A cross-party parliamentary inquiry has been launched to review the law governing abortion on the grounds of disability.
It will be chaired by Conservative MP Fiona Bruce, who said, ‘This inquiry will examine evidence and establish whether there is room for a review of this legislation, bearing in mind both medical advances and advances in our attitudes towards disability over recent years.
‘The majority of the commission has a particular interest in disability and we are keen to receive evidence from as many people as possible, to enable a thorough analysis of the current law and practice’.
Virendra Sharma MP, vice-chairman of the inquiry and chairman of the Down’s Syndrome All Party Parliamentary Group, said, ‘We are entering this inquiry with open minds and are looking forward to receiving evidence from a wide range of different perspectives, with a particular focus on assessing the information and guidance provided to families following the diagnosis of a disability’.
The current law permits an abortion to take place up to birth (40 weeks), if tests for disability indicate that the child may be disabled when born.

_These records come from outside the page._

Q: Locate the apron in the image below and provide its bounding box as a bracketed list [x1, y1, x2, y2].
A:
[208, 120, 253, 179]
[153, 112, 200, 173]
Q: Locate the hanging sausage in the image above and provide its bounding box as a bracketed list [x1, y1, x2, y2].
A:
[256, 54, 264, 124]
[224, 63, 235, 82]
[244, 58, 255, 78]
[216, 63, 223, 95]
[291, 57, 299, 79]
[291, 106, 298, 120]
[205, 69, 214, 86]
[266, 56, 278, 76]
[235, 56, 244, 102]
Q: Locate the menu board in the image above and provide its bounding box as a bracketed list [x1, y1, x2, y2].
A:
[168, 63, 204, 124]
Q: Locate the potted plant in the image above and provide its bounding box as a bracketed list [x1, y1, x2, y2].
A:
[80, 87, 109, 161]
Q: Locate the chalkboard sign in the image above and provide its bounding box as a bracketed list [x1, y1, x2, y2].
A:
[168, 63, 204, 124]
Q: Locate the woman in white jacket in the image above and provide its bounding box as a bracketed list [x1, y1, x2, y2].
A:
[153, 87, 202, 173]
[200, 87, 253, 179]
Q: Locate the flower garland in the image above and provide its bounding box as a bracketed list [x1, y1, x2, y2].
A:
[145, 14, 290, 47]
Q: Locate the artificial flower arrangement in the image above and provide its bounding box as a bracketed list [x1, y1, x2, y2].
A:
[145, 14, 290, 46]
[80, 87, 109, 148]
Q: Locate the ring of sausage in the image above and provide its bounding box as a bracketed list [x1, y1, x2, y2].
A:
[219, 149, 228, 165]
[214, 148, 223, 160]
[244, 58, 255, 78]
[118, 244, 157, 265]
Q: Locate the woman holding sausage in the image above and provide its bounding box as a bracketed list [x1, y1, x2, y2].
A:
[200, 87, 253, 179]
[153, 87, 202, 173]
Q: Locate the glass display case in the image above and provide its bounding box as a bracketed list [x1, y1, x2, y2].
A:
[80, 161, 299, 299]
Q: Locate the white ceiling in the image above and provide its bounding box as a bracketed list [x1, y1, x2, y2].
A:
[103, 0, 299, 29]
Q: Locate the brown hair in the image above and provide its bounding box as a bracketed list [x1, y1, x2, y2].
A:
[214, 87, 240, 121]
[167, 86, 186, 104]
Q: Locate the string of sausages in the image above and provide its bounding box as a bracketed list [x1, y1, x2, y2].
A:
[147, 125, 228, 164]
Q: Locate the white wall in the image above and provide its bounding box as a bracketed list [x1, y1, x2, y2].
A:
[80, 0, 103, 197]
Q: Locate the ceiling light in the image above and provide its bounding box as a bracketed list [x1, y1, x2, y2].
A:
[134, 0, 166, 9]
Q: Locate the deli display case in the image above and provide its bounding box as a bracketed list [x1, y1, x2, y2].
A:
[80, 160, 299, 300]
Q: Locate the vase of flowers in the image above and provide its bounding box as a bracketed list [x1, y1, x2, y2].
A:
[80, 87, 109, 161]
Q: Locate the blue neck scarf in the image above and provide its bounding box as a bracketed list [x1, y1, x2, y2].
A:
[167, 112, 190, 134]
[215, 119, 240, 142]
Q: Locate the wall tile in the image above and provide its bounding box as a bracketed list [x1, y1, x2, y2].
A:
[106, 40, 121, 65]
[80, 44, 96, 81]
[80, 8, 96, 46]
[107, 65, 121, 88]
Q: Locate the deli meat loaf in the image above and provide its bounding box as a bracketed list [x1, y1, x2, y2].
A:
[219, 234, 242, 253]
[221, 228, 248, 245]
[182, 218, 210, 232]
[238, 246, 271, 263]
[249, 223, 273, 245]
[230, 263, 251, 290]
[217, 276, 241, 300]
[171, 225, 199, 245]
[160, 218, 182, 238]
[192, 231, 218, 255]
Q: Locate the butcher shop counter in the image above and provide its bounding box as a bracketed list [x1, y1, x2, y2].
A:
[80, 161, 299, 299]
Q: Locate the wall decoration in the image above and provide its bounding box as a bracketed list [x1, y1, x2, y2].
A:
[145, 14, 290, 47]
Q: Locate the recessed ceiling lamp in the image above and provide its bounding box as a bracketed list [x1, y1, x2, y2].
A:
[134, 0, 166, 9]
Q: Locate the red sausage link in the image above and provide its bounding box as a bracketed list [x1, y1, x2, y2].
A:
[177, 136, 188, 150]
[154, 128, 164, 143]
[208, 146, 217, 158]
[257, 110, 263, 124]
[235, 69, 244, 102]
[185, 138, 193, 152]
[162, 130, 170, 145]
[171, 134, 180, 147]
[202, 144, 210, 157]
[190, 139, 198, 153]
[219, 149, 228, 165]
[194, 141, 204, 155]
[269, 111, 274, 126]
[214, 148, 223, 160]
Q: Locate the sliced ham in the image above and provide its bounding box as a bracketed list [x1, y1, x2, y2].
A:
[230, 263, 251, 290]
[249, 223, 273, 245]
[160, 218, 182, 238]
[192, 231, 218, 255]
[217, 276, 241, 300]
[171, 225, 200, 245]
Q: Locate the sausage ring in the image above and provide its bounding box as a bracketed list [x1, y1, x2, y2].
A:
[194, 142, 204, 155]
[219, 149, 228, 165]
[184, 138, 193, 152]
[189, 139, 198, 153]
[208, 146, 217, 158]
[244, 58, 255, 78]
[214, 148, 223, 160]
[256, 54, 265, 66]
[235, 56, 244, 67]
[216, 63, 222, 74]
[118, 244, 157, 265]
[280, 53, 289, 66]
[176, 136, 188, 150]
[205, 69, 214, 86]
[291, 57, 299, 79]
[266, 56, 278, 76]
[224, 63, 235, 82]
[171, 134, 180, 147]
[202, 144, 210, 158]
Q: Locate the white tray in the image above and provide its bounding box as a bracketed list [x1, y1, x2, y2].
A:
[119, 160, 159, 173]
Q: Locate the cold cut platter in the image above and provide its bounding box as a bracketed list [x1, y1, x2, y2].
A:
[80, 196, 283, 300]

There is a legal limit of 24 weeks for abortions on other grounds.
Terms of reference governing the inquiry require it to assess the intention of the current law, how it works in practice and the prospects for developing the law going forward.
The inquiry will also consult individuals, medical, legal experts and interest groups to assess the impact of the current law on disabled people and their families.
Additionally, it will assess whether the differentiation between abortion on the grounds of disability and non disability is discriminatory, following the passing of the Equality Act 2010. The inquiry meets over February and March and will report in May.